As demonstrations continue, Banneker students contribute to the movement

Photo+Credit%3A+Iesha+Thomas

Photo Credit: Iesha Thomas

Kaleb Anderson, Editor

After the killing of George Floyd at the hands of the police in Minneapolis in May, civil unrest broke out throughout America, including the nation’s capital.  Various groups from all walks of life came out of quarantine throughout the summer to protest police brutality, and Banneker students have been among them.

With no school and no activities to do this summer, young people have been one of the most active groups protesting.    

Banneker Junior Iesha Thomas went to a demonstration in June and said the protests in D.C. were the opposite of all the violence and rioting shown on the news.

“There were a lot of people. Everyone was wearing masks, and everyone was very nice, peaceful, and helpful,” Thomas said. “It was extremely peaceful.”

Photo Credit: Iesha Thomas

Other students like senior Temidayo Famakinwa are taking action in other forms, using social media to help spread information to others. Famakinwa felt compelled to push the message after the killing by police of a Black man in Minneapolis. 

“For me it started with the murder of George Floyd,” Famakinwa said. “I felt that it was the tipping point and I’ve been active before with [the Deferred Action for Childhood Arrivals program] and helping organize, but the murder of George Floyd, Ahmaud Arbery and Breonna Taylor was the final straw that got me involved and pushing the message of BLM.”  

Famakinwa, who spent his early years in South Africa, says racism is more subtle in South Africa than here in America.

“It’s not really in your face and although we’re all living together [Black and White South Africans] there are some who don’t want white South Africans to be in South Africa since they’re the minority and they have a bulk of the wealth,” he said.

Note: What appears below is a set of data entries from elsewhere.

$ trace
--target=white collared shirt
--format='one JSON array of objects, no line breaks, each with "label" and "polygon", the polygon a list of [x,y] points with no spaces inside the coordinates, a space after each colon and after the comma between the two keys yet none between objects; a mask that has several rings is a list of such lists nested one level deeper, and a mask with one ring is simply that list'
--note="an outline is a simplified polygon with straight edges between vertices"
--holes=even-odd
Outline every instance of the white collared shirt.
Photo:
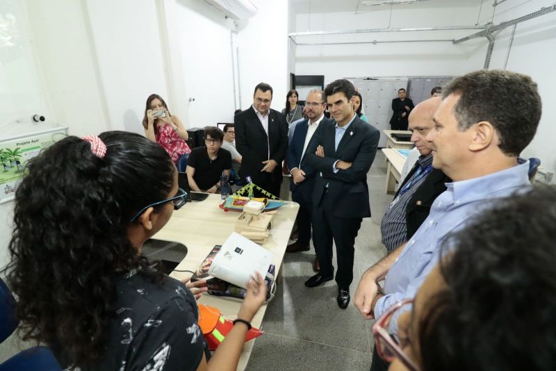
[{"label": "white collared shirt", "polygon": [[265,129],[265,133],[266,133],[266,136],[268,136],[268,116],[270,115],[270,108],[268,108],[268,110],[266,111],[266,115],[263,116],[263,115],[256,110],[254,106],[252,106],[253,109],[255,110],[255,113],[256,113],[256,117],[259,117],[259,120],[261,122],[261,124],[263,125],[263,129]]},{"label": "white collared shirt", "polygon": [[256,114],[256,117],[259,117],[259,120],[261,122],[261,124],[263,125],[263,129],[265,130],[265,133],[266,133],[266,147],[268,149],[267,151],[267,156],[266,159],[270,159],[270,141],[268,139],[268,116],[270,115],[270,108],[268,108],[268,110],[266,111],[266,115],[263,116],[263,115],[255,109],[254,105],[252,106],[253,109],[255,110],[255,113]]},{"label": "white collared shirt", "polygon": [[[305,135],[305,143],[303,145],[303,151],[301,153],[301,158],[303,158],[303,156],[305,154],[305,150],[307,149],[309,142],[311,141],[311,138],[313,138],[313,134],[315,133],[315,131],[316,131],[317,128],[318,127],[318,124],[320,124],[320,122],[322,121],[322,119],[324,118],[325,114],[323,113],[320,115],[320,117],[319,117],[318,119],[317,119],[313,124],[311,123],[311,119],[307,121],[307,125],[309,127],[307,128],[307,135]],[[301,165],[300,162],[300,165]]]}]

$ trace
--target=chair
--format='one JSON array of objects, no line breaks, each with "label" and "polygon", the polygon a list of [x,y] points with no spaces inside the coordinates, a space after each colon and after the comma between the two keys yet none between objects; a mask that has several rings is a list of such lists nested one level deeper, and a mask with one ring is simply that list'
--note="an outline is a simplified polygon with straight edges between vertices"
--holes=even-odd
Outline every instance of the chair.
[{"label": "chair", "polygon": [[[15,315],[15,299],[0,279],[0,343],[8,338],[19,320]],[[58,361],[47,347],[33,347],[0,363],[0,371],[34,370],[61,371]]]},{"label": "chair", "polygon": [[178,163],[176,166],[179,172],[186,172],[187,168],[187,159],[189,158],[189,154],[183,154],[178,158]]},{"label": "chair", "polygon": [[541,165],[541,160],[536,157],[531,157],[529,158],[529,181],[532,183],[534,179],[534,176],[537,174],[537,170]]}]

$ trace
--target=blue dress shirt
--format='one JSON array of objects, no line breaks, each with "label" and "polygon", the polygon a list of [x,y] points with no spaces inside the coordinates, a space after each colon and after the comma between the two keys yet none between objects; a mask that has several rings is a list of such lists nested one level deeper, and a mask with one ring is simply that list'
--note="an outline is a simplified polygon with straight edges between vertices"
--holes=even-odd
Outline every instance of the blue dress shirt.
[{"label": "blue dress shirt", "polygon": [[[528,170],[529,161],[518,158],[518,165],[509,169],[447,183],[447,190],[434,200],[428,217],[390,267],[384,282],[386,295],[377,301],[375,318],[380,317],[397,302],[415,297],[421,283],[439,261],[440,247],[450,232],[461,229],[470,217],[487,208],[488,201],[530,188]],[[390,332],[395,333],[395,321],[393,324]]]}]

Like most who are protesting, Thomas and Famakinwa want the result to be change and understanding.  “I hope this country can learn to grow instead of just moving on and sweeping all of the oppression and racism injustice under a rug,” said Thomas. 

“I think recognition and change,” said Famakinwa about his hope for the outcome of the protests.

“For a long time, non-Black people — especially white people — have been oblivious to the struggle of Black people in the U.S. and how the makeup of this country promotes racism and inequality in many forms,” he said. “So, I hope that these protests enable people to recognize this issue and to make legal changes and promote equity in the justice system as well as everyday life.”  

Recently the verdict of the Breonna Taylor trial found two of the three officers involved not guilty and one officer was charged with wanton endangerment, meaning he was charged for endangering Taylor’s neighbors.  Protests inspired by the death of Taylor and others have given new life across the country to a movement that doesn’t seem to be stopping.